One of the points on which Amanpour presses Chittister is the issue that Cardinal Levada has now labeled “product identity”: if Catholic religious women represent the Catholic “product,” aren’t they obliged to do what the men who (we’re asked to imagine, it seems) produce and control and brand the Catholic product tell them to do? (For incisive commentary on Levada’s phrase and the corporatist roots of the phrase—and, by implication, the corporatist CEO mentality that now dominates the imagination of the men running the church—see Colleen Baker
at Enlightened Catholicism and Barbara at Fur-licity
On this point, too, Chittister is crystal clear: what dominates the thinking of the sisters is not the corporate mentality of CEOs, but that of the gospels:
The sisters will tell you that their corporate mind comes out of the gospel … .

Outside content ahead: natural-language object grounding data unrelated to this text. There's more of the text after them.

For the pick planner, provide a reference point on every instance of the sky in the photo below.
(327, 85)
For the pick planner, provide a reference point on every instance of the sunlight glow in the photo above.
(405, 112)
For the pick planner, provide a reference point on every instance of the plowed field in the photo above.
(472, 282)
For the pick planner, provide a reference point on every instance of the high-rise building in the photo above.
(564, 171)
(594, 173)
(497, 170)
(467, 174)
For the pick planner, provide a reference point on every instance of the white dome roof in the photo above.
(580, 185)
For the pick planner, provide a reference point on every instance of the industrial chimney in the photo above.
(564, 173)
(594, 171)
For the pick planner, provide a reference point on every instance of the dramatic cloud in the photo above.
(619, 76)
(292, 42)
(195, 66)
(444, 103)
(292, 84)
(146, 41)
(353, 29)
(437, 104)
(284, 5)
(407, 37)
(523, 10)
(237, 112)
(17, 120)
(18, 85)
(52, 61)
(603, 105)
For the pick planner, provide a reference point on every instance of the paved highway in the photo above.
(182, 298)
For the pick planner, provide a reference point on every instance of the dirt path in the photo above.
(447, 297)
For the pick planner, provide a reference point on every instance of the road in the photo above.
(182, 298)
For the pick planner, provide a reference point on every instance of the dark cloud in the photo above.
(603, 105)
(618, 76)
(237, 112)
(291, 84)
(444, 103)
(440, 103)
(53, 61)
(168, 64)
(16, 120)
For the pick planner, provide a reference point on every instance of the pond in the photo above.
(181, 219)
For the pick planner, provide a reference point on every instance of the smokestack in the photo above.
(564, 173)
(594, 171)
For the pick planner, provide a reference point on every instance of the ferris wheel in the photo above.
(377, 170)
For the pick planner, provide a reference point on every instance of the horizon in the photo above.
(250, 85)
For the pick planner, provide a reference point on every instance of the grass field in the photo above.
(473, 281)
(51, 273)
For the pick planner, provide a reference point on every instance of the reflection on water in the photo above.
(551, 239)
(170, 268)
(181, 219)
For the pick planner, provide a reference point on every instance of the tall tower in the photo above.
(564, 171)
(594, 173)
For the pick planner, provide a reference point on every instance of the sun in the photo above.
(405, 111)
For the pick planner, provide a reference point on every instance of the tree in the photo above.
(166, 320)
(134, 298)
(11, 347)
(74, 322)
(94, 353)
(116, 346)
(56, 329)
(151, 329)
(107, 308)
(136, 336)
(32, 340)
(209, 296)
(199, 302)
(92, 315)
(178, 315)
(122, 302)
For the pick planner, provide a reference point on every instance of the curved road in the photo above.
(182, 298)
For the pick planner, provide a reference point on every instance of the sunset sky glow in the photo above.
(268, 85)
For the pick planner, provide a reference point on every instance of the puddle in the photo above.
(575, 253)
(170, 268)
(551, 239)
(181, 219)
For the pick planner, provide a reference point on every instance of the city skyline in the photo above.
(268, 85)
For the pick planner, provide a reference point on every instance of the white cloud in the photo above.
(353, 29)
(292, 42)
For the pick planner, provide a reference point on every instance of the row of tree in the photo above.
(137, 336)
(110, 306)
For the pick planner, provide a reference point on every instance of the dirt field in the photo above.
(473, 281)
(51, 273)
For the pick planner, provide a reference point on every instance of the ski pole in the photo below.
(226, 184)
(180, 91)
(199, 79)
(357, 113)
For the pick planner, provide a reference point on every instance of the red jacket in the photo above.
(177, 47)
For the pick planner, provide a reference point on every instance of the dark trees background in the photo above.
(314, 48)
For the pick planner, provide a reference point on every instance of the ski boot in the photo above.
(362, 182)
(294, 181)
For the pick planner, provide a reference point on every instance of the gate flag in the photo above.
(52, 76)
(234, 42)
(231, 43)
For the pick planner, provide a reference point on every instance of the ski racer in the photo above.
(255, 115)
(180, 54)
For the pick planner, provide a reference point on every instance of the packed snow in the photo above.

With good coverage of the attack on LCWR by one major news outlet after another in recent days, the media seem to be intent on proving Professor Margaret Susan Thompson correct as she notes in the Tablet recently
that modern media have made it impossible for the hierarchy to control the scope, content, or direction of discussions of the Vatican attack on American religious women. When there are women with the breadth of vision and expertise of Joan Chittester, who are very capable of thinking and opening their mouths to speak the truth, at the disposal of journalists trying to understand what the men of the church are doing to the women of the church, I think Professor Thompson is absolutely correct.